Ceza muhakemesinde yine değişiklikler yapıyorlar. İşte ceza mahkemelerinin 24 saat usülüyle çalışması, çocuk yargılamasına yeni düzenlemeler getiriyorlar ama mesele parça parça düzenlemeler yapmaktansa bütün bir ceza yargılamasının yeni baştan oluşturulması, demokratik temellere oturtulması ve her şeyden önemlisi uygulanması gerekiyor. Tek başına yasa değişikliği asla önemli değil.

Bir diğer değişiklik KHK’lıların pasaportlarına ilişkin düzenleme. Bu oldukça sıkıntılı bir düzenleme. KHK ile işinden atılan ve pasaportu iptal edilenlerin pasaportlarını geri almaları Emniyet Müdürlüğü’nün güvenlik soruşturmasına bağlanıyor bu yeni değişiklikle yani hiçbir suçu olmayan bir KHK’lı, beraat etmiş olsa bile pasaportunu alabilmek için emniyetin güvenlik soruşturmasından “Uygundur” içerikli görüşünü alarak geçmek zorunda aksi takdirde pasaportunun iadesi mümkün olmayacak. Bu ciddi sıkıntılı, muhalif olan herkes için kalıcı bir pasaport muafiyeti anlamını taşıyabilir.

Başka bir değişiklik hukuk fakültelerine sınav konulması, işte hukuk fakültesi mezunlarının katip vs. olabilmesi, emniyette çalışır hâle gelmesi… Onu da olumlu bir şey olarak sunuyorlar ama fırsat eşitliğini zedeleyen bir şey aslında, mesleğin sorunları bu şekilde çözülemez, başka türlü önlemler düşünmek gerekir. Şirketleşmenin önünü de açan bir düzenleme bu, zaten giderek büyük hukuk şirketleri kuruluyor ve avukatlar bağlı çalışan işçi avukatlar hâline dönüştürülüyor. Daha küçük işler yapan, tek başına, bireysel olarak işlerini yürütmeye çalışan avukatlar saf dışı bırakılmış oluyor bu düzenlemeyle.

Bir bütün olarak bakıldığında birkaç ufak tefek göz boyama dışında çok olumlu görülebilecek gelişmeler yok yargı paketinde. Daha temel değişiklikler yapmak lazım, değişiklikten öte var olanı uygulamak lazım.
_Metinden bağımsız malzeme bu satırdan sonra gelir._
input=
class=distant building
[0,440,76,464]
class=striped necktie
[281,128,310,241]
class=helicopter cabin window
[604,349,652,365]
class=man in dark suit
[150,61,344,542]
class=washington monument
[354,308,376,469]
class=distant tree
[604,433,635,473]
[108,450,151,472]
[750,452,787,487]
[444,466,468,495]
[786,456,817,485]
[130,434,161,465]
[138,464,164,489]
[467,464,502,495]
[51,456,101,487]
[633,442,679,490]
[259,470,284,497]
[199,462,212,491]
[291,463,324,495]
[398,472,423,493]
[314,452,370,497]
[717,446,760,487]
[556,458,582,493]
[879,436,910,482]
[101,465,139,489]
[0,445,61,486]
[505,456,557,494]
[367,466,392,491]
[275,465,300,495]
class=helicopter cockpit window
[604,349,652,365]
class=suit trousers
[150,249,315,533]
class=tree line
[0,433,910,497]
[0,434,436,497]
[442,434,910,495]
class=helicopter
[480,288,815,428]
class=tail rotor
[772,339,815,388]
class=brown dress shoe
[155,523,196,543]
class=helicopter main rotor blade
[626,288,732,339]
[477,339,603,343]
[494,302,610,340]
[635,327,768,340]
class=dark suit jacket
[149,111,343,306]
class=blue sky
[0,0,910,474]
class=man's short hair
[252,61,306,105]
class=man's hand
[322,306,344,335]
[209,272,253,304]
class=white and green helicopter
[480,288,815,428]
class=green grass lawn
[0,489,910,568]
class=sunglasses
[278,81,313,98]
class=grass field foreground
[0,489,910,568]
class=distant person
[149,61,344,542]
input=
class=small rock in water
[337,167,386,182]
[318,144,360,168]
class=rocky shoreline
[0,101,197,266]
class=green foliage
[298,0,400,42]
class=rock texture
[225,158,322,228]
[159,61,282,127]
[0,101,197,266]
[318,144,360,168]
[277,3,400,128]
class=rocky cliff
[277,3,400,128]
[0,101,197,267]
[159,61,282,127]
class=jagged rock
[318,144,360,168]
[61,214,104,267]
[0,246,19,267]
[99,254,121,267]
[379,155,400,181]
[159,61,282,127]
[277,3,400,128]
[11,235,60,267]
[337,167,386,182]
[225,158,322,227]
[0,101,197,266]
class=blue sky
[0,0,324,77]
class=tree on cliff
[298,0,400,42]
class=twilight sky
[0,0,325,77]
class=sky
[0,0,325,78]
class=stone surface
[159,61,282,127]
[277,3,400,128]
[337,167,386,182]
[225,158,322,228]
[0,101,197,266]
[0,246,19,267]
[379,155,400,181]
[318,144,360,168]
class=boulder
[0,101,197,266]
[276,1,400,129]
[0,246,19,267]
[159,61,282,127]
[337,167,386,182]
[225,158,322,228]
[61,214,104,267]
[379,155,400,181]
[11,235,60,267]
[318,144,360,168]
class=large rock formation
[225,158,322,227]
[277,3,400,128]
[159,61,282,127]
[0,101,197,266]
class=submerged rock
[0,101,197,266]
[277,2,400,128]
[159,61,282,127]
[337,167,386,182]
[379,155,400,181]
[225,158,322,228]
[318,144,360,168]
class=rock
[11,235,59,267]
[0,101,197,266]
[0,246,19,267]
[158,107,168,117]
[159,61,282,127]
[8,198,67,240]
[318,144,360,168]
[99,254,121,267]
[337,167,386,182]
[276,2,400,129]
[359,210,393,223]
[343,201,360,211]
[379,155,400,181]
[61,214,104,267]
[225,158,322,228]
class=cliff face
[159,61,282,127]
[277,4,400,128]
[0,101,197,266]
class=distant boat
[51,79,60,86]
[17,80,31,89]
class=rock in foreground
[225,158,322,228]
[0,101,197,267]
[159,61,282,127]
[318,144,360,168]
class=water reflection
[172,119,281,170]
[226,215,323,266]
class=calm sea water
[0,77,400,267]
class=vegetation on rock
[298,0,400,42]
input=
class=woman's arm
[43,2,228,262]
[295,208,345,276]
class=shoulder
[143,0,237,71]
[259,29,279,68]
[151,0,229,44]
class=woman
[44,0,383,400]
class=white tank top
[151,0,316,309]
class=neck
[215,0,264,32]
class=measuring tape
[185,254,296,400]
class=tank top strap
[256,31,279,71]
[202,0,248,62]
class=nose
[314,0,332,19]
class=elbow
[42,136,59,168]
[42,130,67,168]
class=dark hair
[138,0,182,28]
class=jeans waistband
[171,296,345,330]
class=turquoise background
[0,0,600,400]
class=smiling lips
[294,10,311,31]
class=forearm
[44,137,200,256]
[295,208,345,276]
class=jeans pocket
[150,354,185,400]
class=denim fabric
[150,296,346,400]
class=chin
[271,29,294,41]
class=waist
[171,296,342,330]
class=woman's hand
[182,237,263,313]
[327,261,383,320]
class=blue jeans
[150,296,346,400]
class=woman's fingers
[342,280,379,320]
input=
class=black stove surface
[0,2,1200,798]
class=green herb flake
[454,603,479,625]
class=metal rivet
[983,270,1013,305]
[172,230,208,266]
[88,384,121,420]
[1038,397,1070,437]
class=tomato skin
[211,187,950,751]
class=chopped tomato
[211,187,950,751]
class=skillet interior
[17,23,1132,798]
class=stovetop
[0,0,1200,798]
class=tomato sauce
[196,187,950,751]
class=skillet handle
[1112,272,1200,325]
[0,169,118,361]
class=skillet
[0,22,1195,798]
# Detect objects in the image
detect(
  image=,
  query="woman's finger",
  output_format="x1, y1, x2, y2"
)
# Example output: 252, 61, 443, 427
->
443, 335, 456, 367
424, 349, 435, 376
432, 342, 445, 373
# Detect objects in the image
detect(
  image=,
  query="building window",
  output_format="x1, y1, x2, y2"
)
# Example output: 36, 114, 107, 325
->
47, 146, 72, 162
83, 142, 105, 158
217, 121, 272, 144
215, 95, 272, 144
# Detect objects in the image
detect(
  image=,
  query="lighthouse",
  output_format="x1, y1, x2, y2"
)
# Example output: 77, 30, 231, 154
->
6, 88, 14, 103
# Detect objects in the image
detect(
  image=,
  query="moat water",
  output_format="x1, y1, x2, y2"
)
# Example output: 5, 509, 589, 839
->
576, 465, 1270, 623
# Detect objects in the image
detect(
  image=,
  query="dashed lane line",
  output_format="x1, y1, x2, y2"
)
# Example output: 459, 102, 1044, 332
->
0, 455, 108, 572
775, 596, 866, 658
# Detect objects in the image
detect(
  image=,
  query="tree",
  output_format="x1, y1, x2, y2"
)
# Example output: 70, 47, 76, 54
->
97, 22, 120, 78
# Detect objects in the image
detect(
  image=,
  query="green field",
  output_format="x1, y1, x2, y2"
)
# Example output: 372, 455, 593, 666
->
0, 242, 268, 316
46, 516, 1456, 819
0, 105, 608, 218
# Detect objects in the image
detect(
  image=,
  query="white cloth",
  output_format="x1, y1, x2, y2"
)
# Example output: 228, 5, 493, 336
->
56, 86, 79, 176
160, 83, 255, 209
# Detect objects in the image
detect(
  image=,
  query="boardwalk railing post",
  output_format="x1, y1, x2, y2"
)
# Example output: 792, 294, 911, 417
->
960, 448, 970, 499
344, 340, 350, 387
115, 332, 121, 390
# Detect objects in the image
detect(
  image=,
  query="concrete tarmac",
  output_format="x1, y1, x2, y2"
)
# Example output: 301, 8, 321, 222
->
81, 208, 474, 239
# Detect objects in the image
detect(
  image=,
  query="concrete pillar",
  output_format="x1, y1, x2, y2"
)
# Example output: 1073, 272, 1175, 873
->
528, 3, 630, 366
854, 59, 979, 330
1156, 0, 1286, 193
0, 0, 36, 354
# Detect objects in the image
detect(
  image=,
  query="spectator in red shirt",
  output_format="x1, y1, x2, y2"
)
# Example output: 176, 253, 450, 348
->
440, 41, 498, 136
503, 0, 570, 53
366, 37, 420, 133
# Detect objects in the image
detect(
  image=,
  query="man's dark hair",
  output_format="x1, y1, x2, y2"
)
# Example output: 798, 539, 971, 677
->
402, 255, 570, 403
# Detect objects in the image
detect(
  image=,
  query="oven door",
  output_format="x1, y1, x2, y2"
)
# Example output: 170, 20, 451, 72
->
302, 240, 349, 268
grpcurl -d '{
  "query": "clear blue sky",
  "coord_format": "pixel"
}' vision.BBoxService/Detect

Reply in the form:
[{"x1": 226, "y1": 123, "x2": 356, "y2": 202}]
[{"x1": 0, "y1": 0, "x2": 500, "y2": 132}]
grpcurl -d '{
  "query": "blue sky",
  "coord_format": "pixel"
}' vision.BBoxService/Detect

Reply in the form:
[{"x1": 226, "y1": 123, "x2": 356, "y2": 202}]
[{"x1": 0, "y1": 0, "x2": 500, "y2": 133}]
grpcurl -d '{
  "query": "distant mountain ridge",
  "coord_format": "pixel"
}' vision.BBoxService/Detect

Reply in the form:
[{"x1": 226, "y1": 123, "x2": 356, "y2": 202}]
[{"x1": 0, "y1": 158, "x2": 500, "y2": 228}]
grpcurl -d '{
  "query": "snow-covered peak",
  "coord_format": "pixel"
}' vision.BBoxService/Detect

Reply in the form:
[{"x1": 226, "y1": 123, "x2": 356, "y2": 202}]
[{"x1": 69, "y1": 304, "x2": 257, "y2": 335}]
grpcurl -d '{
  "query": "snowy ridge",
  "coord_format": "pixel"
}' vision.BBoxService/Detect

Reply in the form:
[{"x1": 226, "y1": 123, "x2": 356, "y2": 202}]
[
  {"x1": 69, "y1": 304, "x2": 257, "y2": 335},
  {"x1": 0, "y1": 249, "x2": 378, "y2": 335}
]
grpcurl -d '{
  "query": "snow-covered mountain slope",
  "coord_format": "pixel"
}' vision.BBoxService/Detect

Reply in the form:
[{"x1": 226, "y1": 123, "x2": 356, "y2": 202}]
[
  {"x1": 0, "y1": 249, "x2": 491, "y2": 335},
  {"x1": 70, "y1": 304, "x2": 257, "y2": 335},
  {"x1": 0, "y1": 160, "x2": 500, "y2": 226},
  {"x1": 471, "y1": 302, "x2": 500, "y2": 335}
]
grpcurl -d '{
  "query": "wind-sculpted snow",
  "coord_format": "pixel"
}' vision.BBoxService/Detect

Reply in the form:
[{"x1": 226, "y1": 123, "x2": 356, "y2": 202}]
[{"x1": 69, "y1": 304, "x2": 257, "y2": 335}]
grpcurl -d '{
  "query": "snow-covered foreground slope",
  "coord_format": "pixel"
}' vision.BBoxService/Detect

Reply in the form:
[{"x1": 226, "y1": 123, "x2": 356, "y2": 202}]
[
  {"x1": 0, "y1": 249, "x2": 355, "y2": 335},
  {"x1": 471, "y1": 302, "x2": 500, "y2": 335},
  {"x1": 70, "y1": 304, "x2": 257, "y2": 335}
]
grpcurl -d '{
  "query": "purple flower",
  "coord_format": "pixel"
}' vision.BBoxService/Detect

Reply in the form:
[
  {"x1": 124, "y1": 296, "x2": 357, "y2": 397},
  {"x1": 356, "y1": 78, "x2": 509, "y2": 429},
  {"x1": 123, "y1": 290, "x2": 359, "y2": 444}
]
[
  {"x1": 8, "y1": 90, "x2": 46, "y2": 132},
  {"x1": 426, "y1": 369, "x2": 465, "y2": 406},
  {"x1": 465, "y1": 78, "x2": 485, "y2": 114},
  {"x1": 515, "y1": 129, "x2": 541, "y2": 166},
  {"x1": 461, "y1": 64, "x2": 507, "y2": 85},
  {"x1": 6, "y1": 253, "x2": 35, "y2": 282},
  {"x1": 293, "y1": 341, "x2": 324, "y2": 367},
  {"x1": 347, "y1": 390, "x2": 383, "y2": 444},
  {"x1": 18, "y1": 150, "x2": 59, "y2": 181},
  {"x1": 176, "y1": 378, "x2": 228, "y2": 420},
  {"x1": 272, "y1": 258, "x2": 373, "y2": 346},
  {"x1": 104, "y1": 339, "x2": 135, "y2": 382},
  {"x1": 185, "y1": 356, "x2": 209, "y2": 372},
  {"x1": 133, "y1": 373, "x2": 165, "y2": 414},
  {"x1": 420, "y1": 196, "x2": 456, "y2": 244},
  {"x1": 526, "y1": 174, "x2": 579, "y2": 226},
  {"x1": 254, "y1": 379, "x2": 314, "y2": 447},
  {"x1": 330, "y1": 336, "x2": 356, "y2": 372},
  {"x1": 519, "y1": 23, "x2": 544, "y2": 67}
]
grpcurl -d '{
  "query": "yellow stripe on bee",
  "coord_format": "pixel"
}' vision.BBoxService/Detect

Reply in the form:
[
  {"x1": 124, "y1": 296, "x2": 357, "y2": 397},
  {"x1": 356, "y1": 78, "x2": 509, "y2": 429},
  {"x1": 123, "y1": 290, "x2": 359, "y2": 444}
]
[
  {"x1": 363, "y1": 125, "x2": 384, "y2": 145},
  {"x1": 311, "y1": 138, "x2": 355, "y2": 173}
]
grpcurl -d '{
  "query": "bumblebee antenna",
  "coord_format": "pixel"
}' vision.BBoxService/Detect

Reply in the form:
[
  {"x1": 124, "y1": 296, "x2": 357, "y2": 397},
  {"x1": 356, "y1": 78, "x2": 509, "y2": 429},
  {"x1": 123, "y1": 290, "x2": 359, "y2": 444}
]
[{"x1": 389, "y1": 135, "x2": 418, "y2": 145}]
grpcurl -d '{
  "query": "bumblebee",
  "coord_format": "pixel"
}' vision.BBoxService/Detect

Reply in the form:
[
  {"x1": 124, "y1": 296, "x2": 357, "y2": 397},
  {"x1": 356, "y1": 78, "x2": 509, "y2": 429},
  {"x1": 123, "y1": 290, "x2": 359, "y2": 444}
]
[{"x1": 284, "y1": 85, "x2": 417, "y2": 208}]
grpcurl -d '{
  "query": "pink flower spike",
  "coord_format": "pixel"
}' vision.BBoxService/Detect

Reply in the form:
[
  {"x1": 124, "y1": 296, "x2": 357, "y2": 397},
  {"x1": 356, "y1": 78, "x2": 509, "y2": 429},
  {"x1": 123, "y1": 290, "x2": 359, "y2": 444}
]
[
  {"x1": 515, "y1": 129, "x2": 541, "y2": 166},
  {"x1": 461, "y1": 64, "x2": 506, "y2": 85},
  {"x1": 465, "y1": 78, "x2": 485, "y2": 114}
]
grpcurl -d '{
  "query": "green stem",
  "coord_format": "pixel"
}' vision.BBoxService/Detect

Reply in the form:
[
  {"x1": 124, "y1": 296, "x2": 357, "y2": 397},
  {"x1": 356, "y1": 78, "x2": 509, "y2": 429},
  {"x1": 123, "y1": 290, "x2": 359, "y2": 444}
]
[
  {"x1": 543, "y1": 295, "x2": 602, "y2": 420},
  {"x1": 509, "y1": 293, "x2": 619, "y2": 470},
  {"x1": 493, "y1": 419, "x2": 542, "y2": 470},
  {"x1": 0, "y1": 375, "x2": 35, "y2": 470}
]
Yargı reformu iktidar bloku arasındaki çatışmanın da açığa çıktığı bir alan oldu. Ne düşünüyorsunuz?

Evet, o yüzden de infaz yasasına dönük bir düzenleme yapmadılar. En azından kamuoyuna yansıdığı kadarıyla buna dair bir ibare görünmüyor. Kamuoyunun yoğun beklediği, tutsakların yoğun beklediği bir düzenleme bu. Bu esas olarak kimlere yarayacak. Sanıyorum tartışma esas olarak buradan kaynaklanıyordu. Onu henüz göremiyoruz, bilemiyoruz.

Peki, yargı reformu yapma gereği niye duyuldu?

Bence iktidar blokunda yeni yeni ittifaklar oluşuyor, bu ittifaklara dair bir düzenleme. Son olarak bu paketi seçim yenilgisinden sonra, yani İstanbul, Ankara seçimlerinden sonra, alışılageldiği üzere seçimlerden sonra demokratik açılım yapıyormuş gibi yapma ve kendi oylarını korumaya çalışma çabası olarak görüyorum.